Suara.com - Raja Arab Saudi Abdullah pada Jumat (1/8/2014), akhirnya membuka suara atas kemelut tiga pekan di Gaza, dengan mengutuk kebungkaman antarbangsa terhadap gempuran Israel ke Jalur Gaza.
Dia menggambarkannya sebagai kejahatan perang dan terorisme yang dilakukan Israel terhadap warga Palestina.
Arab Saudi, yang menganggap diri sebagai pemimpin Muslim Sunni dunia, hanya memainkan peran belakang layar dalam diplomasi untuk mengembalikan ketenangan di Gaza dan gencatan senjata kepada Mesir, sebagai sekutu dekatnya.

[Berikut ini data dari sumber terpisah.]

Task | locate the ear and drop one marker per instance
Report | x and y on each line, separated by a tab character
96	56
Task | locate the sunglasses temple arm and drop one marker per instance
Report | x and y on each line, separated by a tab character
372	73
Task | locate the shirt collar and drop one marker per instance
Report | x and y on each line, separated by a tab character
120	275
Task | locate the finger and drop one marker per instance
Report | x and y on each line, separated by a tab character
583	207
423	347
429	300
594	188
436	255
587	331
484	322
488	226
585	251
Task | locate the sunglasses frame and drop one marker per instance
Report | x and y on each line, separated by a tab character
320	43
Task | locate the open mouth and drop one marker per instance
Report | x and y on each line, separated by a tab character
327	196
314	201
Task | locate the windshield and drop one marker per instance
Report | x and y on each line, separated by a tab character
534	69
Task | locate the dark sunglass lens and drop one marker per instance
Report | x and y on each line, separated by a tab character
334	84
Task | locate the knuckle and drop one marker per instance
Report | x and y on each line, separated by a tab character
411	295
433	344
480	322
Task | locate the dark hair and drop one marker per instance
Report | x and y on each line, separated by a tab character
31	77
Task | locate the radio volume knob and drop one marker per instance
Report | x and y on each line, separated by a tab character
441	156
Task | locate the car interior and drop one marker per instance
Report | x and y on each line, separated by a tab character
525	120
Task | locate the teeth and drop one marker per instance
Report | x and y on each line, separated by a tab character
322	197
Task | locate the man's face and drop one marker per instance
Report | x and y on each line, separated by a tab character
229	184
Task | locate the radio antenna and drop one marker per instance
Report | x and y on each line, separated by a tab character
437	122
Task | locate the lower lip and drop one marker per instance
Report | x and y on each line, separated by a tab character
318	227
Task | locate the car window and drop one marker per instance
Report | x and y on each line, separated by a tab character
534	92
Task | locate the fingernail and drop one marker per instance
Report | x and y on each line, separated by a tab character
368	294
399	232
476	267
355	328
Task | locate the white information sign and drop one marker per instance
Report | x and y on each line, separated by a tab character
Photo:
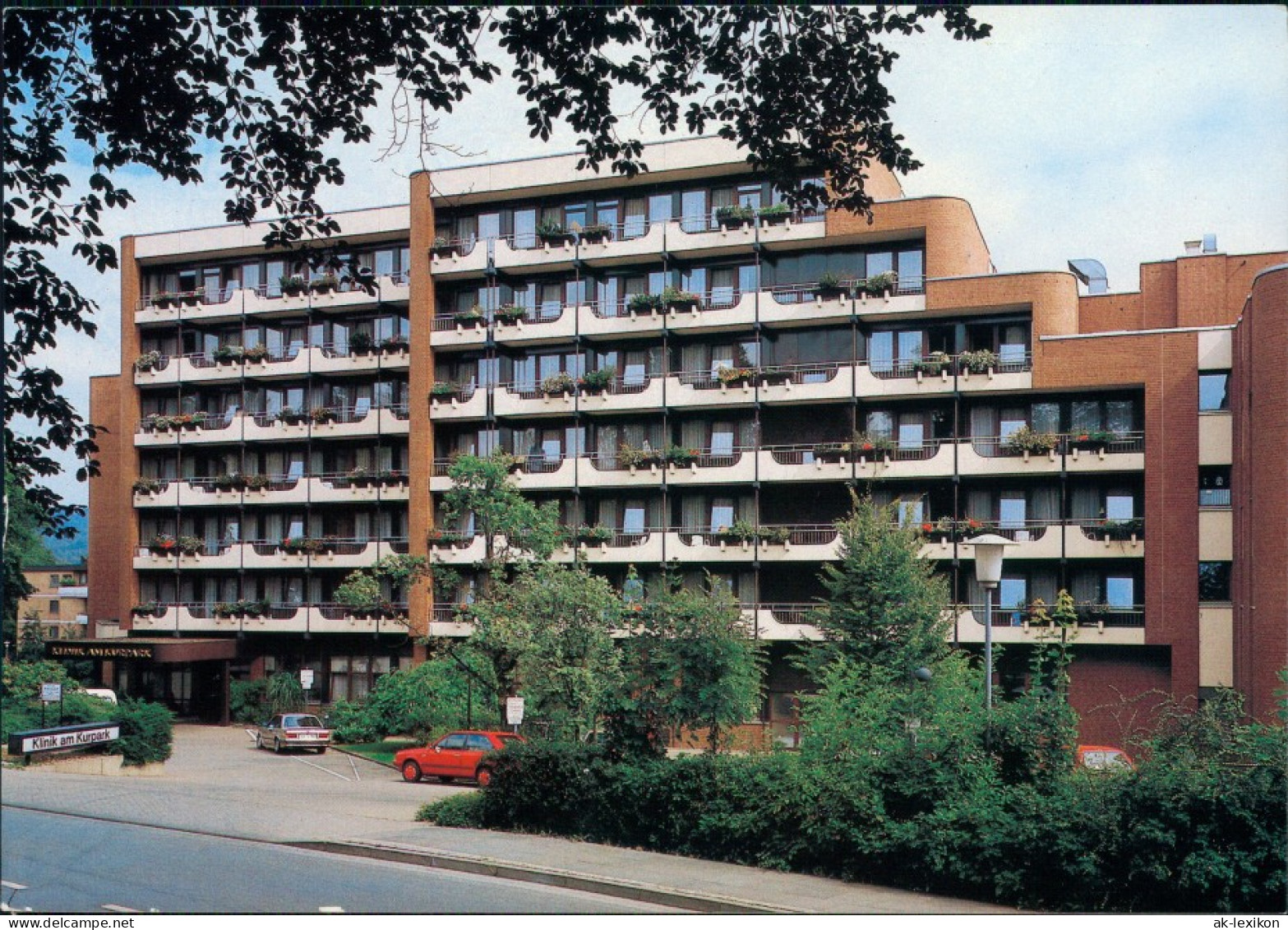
515	711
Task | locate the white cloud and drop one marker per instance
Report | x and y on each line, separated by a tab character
1106	132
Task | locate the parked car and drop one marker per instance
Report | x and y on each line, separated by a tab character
458	755
1104	759
291	732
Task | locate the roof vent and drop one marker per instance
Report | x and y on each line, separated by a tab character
1092	273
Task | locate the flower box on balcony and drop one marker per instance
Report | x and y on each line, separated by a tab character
597	234
734	216
553	234
774	214
599	380
510	315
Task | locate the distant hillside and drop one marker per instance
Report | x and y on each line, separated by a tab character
72	550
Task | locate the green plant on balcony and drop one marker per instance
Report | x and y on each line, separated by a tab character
597	534
470	317
776	536
675	299
553	234
732	216
256	353
880	285
147	486
229	482
559	383
681	455
325	284
599	380
1121	530
595	232
306	545
510	313
1028	439
629	456
978	361
741	531
1092	439
361	343
871	445
829	285
933	365
644	303
774	214
227	354
734	375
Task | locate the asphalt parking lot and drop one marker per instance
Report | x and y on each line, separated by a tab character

"Kami melihat darah saudara kita di Palestina tertumpah dalam pembantaian besar, yang tidak menargetkan warga secara sembarangan dan kejahatan perang terhadap kemanusiaan," kata Abdullah dalam pidato singkat, yang dibacakan atas namanya di televisi.
Pidatonya itu menyusul kecaman oleh beberapa warga Saudi di laman internet, termasuk ulama terkemuka, atas sikap diam Riyadh terhadap kemelut Gaza.
Kebijakan Kerajaan Saudi terhadap Gaza dipersulit oleh ketidakpercayaan terhadap Hamas, yang dianggap dekat dengan kelompok teror di Saudi.
Abdulkhaleq Abdullah, pengulas politik di Keamiran Arab Bersatu, menyatakan pidato itu upaya membantah tuduhan bahwa Saudi -bersama sekutu, Mesir dan UAE- senang melihat Hamas melemah oleh serangan Israel, yang sebagian dipicu peningkatan tembakan roket Hamas dari Gaza ke Israel.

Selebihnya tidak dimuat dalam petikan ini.